Over at The American Renaissance, which the Anti-Defamation League identifies as a white supremacist online journal, dozens of articles have been published about the book over the past two months. “People who understand race are clearly rooting for this book,” wrote Jared Taylor, founder and editor of the publication. Other white power advocates see the book’s arrival as a call to battle. John Derbyshire, a self-described white supremacist and former columnist for the National Review, wrote triumphantly, “Wade’s calm, brave assault on the enemy’s lines will likely be repulsed, but not without enemy losses, making the next assault more likely to break through.”

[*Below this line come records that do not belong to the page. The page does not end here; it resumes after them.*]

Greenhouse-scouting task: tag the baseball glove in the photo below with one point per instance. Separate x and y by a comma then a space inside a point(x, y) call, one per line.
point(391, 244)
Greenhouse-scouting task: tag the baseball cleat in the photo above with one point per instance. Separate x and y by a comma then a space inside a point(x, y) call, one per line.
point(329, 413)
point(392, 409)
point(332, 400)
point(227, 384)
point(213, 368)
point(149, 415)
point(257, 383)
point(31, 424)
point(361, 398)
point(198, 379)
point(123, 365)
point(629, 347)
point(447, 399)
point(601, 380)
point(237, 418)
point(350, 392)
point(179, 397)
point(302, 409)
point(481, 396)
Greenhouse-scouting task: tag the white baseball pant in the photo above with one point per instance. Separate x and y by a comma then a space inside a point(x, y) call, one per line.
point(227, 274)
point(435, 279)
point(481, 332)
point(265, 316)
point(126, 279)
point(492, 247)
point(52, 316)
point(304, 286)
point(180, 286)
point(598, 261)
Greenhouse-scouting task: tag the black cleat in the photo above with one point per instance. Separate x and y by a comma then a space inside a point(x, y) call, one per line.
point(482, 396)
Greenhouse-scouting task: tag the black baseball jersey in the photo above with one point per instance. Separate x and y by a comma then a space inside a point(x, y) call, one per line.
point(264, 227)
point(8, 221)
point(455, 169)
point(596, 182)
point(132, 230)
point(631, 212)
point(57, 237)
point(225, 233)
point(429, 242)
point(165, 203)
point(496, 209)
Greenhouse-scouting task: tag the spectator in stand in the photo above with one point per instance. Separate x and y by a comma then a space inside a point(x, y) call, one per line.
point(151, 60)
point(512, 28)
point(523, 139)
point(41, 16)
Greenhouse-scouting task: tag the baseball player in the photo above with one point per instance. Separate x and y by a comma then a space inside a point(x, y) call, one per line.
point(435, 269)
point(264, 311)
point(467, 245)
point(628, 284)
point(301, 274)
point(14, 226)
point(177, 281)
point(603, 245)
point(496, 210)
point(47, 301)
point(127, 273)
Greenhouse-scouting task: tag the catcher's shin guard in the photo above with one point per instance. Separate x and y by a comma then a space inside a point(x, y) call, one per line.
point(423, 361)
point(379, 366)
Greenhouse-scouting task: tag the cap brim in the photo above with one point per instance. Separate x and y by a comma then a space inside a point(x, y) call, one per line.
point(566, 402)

The fact that some groups have found justification for their racist beliefs in Wade’s book does not, of course, invalidate his thesis. Wade himself would be the first to point out that science, like journalism, requires those who are willing to risk controversy and follow the truth wherever it leads them. “Whether or not a thesis might be politically incendiary should have no bearing on the estimate of its scientific validity.” That is correct. But when a thesis is known to be politically incendiary it is the responsibility of both scientists and journalists alike to ensure that the evidence is, in fact, valid before it is presented to the public. False scientific conclusions, often those that justify certain well-entrenched beliefs, can impact peoples lives for decades to come, especially when policy decisions are based on their findings. For more than 30 years Wade worked for the New York Times, an institution whose Standards and Ethics states:
[I]t is imperative that The Times and its staff maintain the highest possible standards to insure that we do nothing that might erode readers’ faith and confidence in our news columns. This means that the journalism we practice daily must be beyond reproach.
Nicholas Wade has failed spectacularly. A Troublesome Inheritance is wrong in its facts, sloppy in its logic, and blatantly misrepresents evolutionary biology. If the white power movement views this book as a triumph it is a sad reflection on the state of their ideas. Instead of providing a Darwinian success story, Wade’s thesis deserves a quick extinction.